Final answer:
The minimum diameter of a pipe for laminar flow can be calculated using the Reynolds number formula, adjusted for the flow rate, while the pressure difference required to maintain the flow rate is derived from the Hagen-Poiseuille equation.
Step-by-step explanation:
The student's question pertains to the principles of fluid dynamics, specifically the application of the continuity equation and the concept of Reynolds number in relation to laminar and turbulent flow. The information given states that gasoline is piped underground with a flow rate, viscosity, and density provided.

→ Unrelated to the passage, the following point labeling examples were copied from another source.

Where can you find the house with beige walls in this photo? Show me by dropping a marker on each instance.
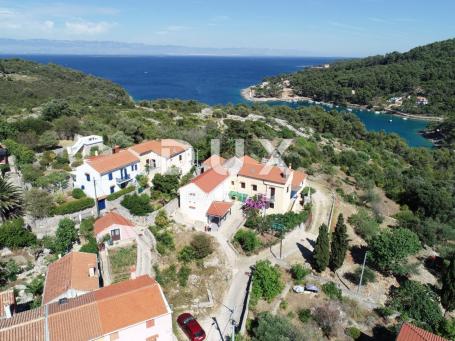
(163, 156)
(223, 181)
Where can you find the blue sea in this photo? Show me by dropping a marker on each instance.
(212, 80)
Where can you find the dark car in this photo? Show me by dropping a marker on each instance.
(191, 327)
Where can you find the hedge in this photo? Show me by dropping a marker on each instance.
(118, 194)
(74, 206)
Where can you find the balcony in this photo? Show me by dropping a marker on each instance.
(123, 179)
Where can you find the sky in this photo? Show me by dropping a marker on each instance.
(317, 27)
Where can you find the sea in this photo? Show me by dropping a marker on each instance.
(213, 80)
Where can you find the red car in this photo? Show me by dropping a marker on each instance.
(191, 327)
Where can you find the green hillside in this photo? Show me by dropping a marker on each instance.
(25, 85)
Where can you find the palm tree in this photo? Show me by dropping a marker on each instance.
(11, 201)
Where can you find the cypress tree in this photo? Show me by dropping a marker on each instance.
(339, 245)
(321, 253)
(448, 286)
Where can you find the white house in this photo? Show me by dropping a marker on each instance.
(115, 225)
(102, 175)
(73, 275)
(163, 156)
(197, 196)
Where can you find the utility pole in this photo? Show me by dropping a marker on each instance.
(363, 269)
(96, 199)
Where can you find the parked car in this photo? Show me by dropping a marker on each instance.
(191, 327)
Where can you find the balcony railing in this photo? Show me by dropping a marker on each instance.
(123, 179)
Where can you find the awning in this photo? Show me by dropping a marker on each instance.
(219, 208)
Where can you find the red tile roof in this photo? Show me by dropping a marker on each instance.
(297, 179)
(410, 332)
(263, 172)
(70, 272)
(219, 208)
(210, 179)
(213, 161)
(92, 315)
(166, 147)
(6, 298)
(109, 219)
(107, 163)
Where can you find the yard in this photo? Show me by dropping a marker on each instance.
(121, 259)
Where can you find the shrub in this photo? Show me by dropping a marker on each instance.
(13, 234)
(304, 315)
(332, 291)
(248, 240)
(73, 206)
(118, 194)
(77, 193)
(353, 332)
(137, 204)
(183, 275)
(299, 272)
(267, 283)
(202, 245)
(187, 254)
(364, 224)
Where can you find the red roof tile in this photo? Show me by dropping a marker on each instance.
(109, 219)
(219, 208)
(166, 147)
(297, 179)
(210, 179)
(213, 161)
(107, 163)
(410, 332)
(70, 272)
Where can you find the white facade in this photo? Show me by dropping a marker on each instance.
(91, 181)
(194, 202)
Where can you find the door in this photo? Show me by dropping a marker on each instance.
(101, 204)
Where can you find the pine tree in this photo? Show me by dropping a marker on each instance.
(448, 286)
(339, 245)
(321, 252)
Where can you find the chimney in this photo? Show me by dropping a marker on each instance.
(133, 272)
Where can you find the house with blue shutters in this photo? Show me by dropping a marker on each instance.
(102, 175)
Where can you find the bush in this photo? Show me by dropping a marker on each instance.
(353, 332)
(267, 283)
(14, 235)
(183, 275)
(118, 194)
(364, 224)
(332, 291)
(78, 193)
(73, 206)
(304, 315)
(137, 204)
(187, 254)
(202, 245)
(248, 240)
(299, 272)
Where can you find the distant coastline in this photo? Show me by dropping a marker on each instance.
(248, 94)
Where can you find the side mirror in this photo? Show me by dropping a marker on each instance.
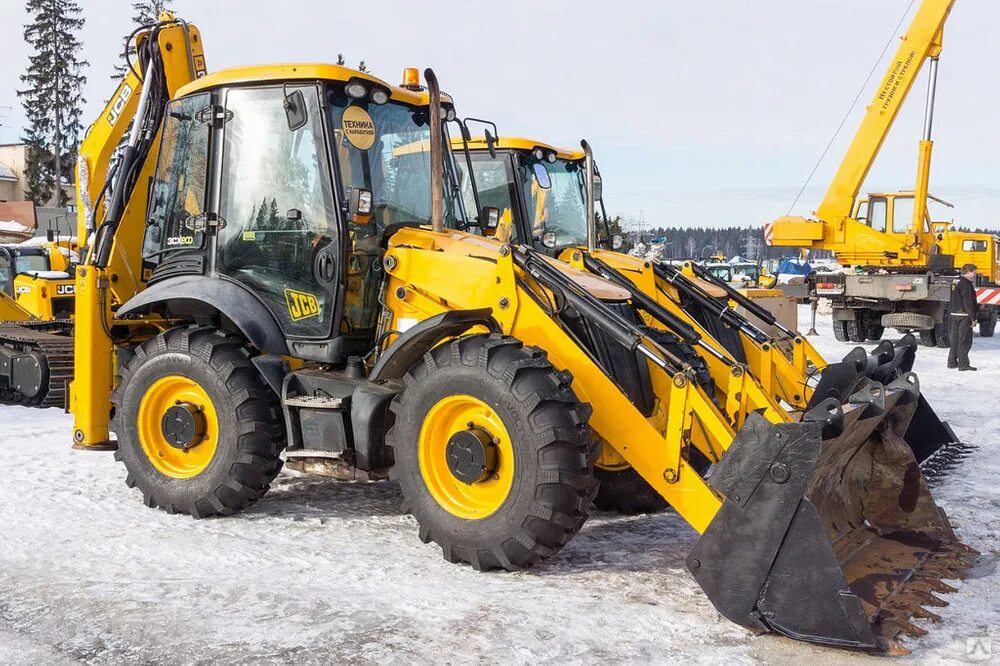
(489, 220)
(491, 143)
(542, 176)
(295, 110)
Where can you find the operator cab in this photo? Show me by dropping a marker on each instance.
(283, 181)
(17, 260)
(538, 189)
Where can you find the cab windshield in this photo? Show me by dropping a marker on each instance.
(560, 208)
(30, 263)
(385, 149)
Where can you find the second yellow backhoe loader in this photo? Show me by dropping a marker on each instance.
(543, 195)
(290, 282)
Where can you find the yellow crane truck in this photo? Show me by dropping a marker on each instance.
(289, 283)
(734, 341)
(901, 262)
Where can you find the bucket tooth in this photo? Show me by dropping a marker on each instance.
(924, 614)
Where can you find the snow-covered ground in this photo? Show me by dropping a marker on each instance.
(322, 571)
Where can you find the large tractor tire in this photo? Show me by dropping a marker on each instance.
(199, 431)
(492, 452)
(840, 330)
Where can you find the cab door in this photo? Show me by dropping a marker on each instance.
(277, 228)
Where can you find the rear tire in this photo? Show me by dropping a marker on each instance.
(873, 325)
(534, 418)
(840, 330)
(243, 445)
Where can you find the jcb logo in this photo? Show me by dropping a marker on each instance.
(301, 305)
(119, 105)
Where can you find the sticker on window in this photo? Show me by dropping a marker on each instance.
(359, 128)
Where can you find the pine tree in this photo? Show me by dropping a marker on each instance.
(146, 12)
(53, 97)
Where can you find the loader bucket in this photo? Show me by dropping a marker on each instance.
(935, 446)
(827, 532)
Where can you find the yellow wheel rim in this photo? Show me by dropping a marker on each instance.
(169, 460)
(449, 416)
(610, 460)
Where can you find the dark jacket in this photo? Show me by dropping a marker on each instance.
(963, 298)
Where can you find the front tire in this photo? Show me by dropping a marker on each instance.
(199, 431)
(489, 400)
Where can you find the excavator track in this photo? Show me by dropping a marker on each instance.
(51, 342)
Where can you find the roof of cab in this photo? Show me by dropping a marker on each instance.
(301, 71)
(520, 143)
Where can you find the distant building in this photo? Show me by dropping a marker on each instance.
(12, 178)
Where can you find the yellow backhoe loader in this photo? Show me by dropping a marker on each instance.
(288, 282)
(543, 196)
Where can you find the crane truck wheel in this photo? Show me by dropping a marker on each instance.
(492, 452)
(856, 330)
(199, 431)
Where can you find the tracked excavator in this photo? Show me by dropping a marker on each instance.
(544, 196)
(36, 304)
(288, 283)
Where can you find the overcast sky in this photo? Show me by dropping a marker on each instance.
(700, 113)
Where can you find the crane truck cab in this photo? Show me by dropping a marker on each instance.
(901, 276)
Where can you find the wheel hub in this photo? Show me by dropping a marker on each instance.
(183, 425)
(471, 455)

To answer part (a), we should calculate the minimum diameter of the pipe that would result in a Reynolds number less than 2000, indicating laminar flow. The Reynolds number (Re) can be calculated using the equation Re = (Density x Velocity x Diameter) / Viscosity. Reorganizing to solve for diameter gives us Diameter = Re x Viscosity / (Density x Velocity). However, since the question includes the flow rate but not the velocity, we can find the velocity by dividing the flow rate by the cross-sectional area of the pipe (Velocity = Flow rate / Area). By plugging this into the equation for Reynolds number, we can solve for the diameter.
For part (b), in order to maintain the flow rate of gasoline, a certain pressure difference must be maintained per kilometer of pipe. This can be determined using the Hagen-Poiseuille equation, which relates the flow rate (Q) to the pressure difference (∆P), the viscosity (η), the length of the pipe (L), and the radius of the pipe (r): ∆P = (8 x Viscosity x Flow rate x Length) / (π x r⁴). Thus, for a given flow rate, viscosity, and pipe radius, we can calculate the necessary pressure difference per kilometer.